Three years ago, Mayor John Banks and the national museum, Te Papa, proposed to honour murdered yachtsman Sir Peter Blake by building a great glass mausoleum alongside Auckland's waterfront National Maritime Museum. At the time, my question was, when did we New Zealanders start erecting $10 million monuments to each other?
After a storm of public controversy, Te Papa and architect Pete Bossley promised to rework the project. By then, the public had overwhelmingly decided that spending the $10 million on saving Kaikoura Island, off Great Barrier Island, from overseas ownership was a much better tribute to conservationist Blake. Politicians caved in and stumped up the cash.
Notwithstanding all that, Te Papa is now back with plans for a more modest, $8 million memorial instead. On the plus side, the stand-alone glass temple has gone, to be replaced with an imaginative enlargement of the northern shed of the existing museum building.
But my earlier unease about what's to go inside still lingers.
The display is to be called "Blue Water Black Magic - A Tribute to Sir Peter Blake" and will be presented with all the professional and idiosyncratic panache that Te Papa is famous - or infamous - for. Which is all well and good, until you realise that the existing sailboating resources of the museum are being drafted to help tell the story.
What hasn't changed from the original project is the intention to present a Blake-centric version of the history of New Zealand yachting. There'll be P-class yachts and their history, stories of earlier and later triumphs in the Olympic Games, the One Ton Cup, Admiral's Cup and so on, but all the roads seem to lead to and from Sir Peter. And not just as far as yachting is concerned. It'll be about life as well. There'll be storylines directed at children, for instance, on how to be a leader, Blake-style.
There'll even be a little inner sanctum, with precious relics, like Blake's lucky red socks, carefully preserved in climate-controlled storage boxes. For a born sceptic, it's all a bit spooky.
Dominating the whole space will be Black Magic, the victorious cup-winning boat, suspended from the ceiling and visible from all three levels of the display space.
Don't get me wrong, I think mounting a display telling the story of New Zealand yachting, and in particular, the great battle to win the America's Cup, is great.

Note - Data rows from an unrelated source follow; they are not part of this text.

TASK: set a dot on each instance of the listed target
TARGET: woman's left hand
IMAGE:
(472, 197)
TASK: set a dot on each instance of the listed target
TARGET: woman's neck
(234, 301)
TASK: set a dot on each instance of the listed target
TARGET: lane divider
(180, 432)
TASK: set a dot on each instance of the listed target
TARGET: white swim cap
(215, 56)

I think obtaining the professional and financial backing of the Government-funded Te Papa to help mount the exhibition is good too - and only fair, given that Te Papa is supposed to spend a proportion of its funds on "regional" activity.
But I do baulk at the antiquated idea of history as being the story of kings and queens and assorted other "leaders". Sir Peter Blake was obviously inspirational, but he was Sir Peter, not Saint Peter, and he is not the sun around which New Zealand yachting, past, present and future, rotates.

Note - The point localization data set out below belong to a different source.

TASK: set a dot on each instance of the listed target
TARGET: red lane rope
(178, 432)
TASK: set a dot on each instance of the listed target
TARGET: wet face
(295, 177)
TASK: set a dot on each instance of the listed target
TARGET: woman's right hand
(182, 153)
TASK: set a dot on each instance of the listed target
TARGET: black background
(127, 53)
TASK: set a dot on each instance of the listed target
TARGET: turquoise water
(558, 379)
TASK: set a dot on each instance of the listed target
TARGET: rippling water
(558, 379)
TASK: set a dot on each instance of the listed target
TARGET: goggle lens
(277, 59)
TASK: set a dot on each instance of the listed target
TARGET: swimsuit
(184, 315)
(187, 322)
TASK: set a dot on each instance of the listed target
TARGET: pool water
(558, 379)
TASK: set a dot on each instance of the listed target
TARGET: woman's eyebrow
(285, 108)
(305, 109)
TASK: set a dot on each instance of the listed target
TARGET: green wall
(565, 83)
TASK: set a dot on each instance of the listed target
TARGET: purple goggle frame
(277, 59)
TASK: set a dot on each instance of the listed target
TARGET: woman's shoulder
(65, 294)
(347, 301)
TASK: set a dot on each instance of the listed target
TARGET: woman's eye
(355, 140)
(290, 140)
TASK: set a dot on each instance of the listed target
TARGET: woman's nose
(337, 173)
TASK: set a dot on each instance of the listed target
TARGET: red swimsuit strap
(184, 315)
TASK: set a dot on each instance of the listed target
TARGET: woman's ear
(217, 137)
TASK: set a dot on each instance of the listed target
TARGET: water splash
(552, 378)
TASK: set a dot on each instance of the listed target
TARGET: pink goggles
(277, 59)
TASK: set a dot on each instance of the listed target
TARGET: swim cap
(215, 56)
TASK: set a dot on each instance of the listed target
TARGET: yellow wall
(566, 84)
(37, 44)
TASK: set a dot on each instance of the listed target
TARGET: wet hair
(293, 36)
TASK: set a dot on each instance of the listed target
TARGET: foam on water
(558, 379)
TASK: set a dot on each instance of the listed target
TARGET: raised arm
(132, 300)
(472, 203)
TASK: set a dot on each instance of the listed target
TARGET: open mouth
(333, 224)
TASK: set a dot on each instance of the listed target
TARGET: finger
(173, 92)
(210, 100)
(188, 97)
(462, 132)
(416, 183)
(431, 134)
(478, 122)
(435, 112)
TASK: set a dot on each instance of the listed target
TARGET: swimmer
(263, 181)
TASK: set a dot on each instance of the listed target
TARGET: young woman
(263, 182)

It's over four years now, since he died. Surely it's time to drop the hyperbole and do him the honour of a more balanced portrayal.
Of course, just as three years ago, the whole project remains a vision until someone comes up with the cash. So far the Government's initial pledge of $2.5 million is the only money firmly in the bank. A divided Auckland City Council agreed three years ago to pay $2 million over four years if the rest of the money was forthcoming. This decision is to be relitigated on June 22 by the present council. Presumably the earlier decision will be endorsed, though finance committee chairman Vern Walsh says he will be arguing for free admission for Auckland City residents as a condition of this grant. This because, once more, it's unlikely any other local council will join Auckland City in contributing to this new regional asset.
That leaves $3.5 million, which Te Papa is hoping will come from "Blake's Mates" and the ASB Trusts. Of course, if that falls short, there's always Te Papa. On its budget, the shortfall is mere petty cash.